Knee pain is one of the most common ailments and can affect patients of any age particularly the older generation.
The knee joint is made up of three main bones called the femur (thigh bone), tibia (leg bone) and the patella or knee cap. There are two semicircular pieces of cartilage between the thigh bone and leg bone called "menisci" and these act as shock absorbers or buffers. Furthermore, there are two ligaments called "cruciate" ligaments, which stabilise the joint.

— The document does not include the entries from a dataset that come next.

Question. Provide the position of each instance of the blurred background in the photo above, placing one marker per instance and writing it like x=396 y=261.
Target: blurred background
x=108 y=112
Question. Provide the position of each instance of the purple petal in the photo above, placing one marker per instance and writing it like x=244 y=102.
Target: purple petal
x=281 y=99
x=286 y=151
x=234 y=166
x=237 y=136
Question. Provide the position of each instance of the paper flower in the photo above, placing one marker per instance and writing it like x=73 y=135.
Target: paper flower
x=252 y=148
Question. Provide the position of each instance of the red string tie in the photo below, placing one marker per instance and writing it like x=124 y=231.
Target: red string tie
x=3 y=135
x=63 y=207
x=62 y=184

The joint itself sustains significant forces when walking but particularly when running and in young patients especially athletes or footballers injuries may occur. These can include breaks or fracture of the bones around the knee but particularly in twisting injuries there may be damage to the menisci or cruciate ligaments. This may result in swelling and pain in the knee and if left untreated may result in symptoms of persistent pain over the joint. This may be associated with knee locking and the knee giving way if the semicircular cartilages are torn or with symptoms of instability if the cruciate ligaments are damaged. There may also be inability to walk, run or play sport.

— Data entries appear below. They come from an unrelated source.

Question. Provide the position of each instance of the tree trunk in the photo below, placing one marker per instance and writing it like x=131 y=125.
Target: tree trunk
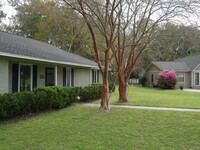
x=122 y=88
x=104 y=105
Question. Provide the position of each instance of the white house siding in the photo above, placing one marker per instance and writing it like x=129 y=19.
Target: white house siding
x=10 y=78
x=187 y=80
x=4 y=76
x=193 y=74
x=82 y=77
x=41 y=75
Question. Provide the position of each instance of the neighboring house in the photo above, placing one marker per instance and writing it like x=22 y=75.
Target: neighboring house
x=26 y=64
x=187 y=70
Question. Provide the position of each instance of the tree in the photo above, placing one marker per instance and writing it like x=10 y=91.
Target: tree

Following appropriate investigations, including X-rays and MRI scans, the patient, in most cases may require keyhole surgery where a camera is placed inside the knee joint and the torn cartilage repaired or in most cases the torn part is trimmed off. Torn cruciates cannot be repaired but replaced by other tendons in the body, including the hamstring tendon or the knee cap tendon.
In older patients the cause of knee pain is usually arthritis but other conditions such as infection, gout or tumour may also be the cause. Arthritis is a condition of wear and tear where part or all of the cartilage lining the knee joint can erode away such that the bones start rubbing against each other. In most patients there is no apparent cause for the arthritis and this is called primary arthritis. Rarely, however, the arthritis may be due to an underlying cause namely prior injury, prior break to the knee bones or some underlying inflammatory joint condition such as rheumatoid arthritis. On some occasions pain may also be referred from the hip joint. The patient usually complains of pain and swelling due to fluid in the knee as well as stiffness and locking. The pain may affect the walking distance as well as night time sleep and walking up and down stairs particularly if the front part of the knee joint is affected.
In most cases the diagnosis is made by history and examination and confirmed with appropriate X-rays of the joint. Treatment would normally involve physiotherapy, weight loss, exercise and muscle building or use of an external aid such as stick. The use of steroid injections is controversial and some studies report good results in cases of early osteoarthritis, other reveal equivocal effects. Other infiltrations, which are popular, include a class of drugs called "viscosupplementation" where viscous substances are injected into the knee joint and act as buffers and are thought to regenerate the cartilage lining. The results of these injections are however mixed. Recently the use of PrP (platelet rich plasma) injections has increased in popularity. In this technique, which I have recently used, a sample of the patient's own blood is extracted, centrifuged and the deposit then injected into the knee. The PrP is thought to stimulate the body to grow new healthy cells and promote healing. In cases where non-operative treatment fails, surgery may be indicated. This may include a washout of the knee using keyhole surgery - a technique, which is normally only effective in patients with early arthritis and when the patient complains of mechanical symptoms including locking and knee giving way in addition to the pain.
Total knee replacement however remains the most reliable surgical way of treating knee arthritis. This is a major operation with a number of risks and complications. However, scientific studies repeatedly report significant improvement in the quality of life in patients undertaking this procedure, with a more than 85% satisfaction rate. Recent studies have shown improvements in the lifespan of these artificial joints and are now being recommended even in younger patients with debilitating knee arthritis.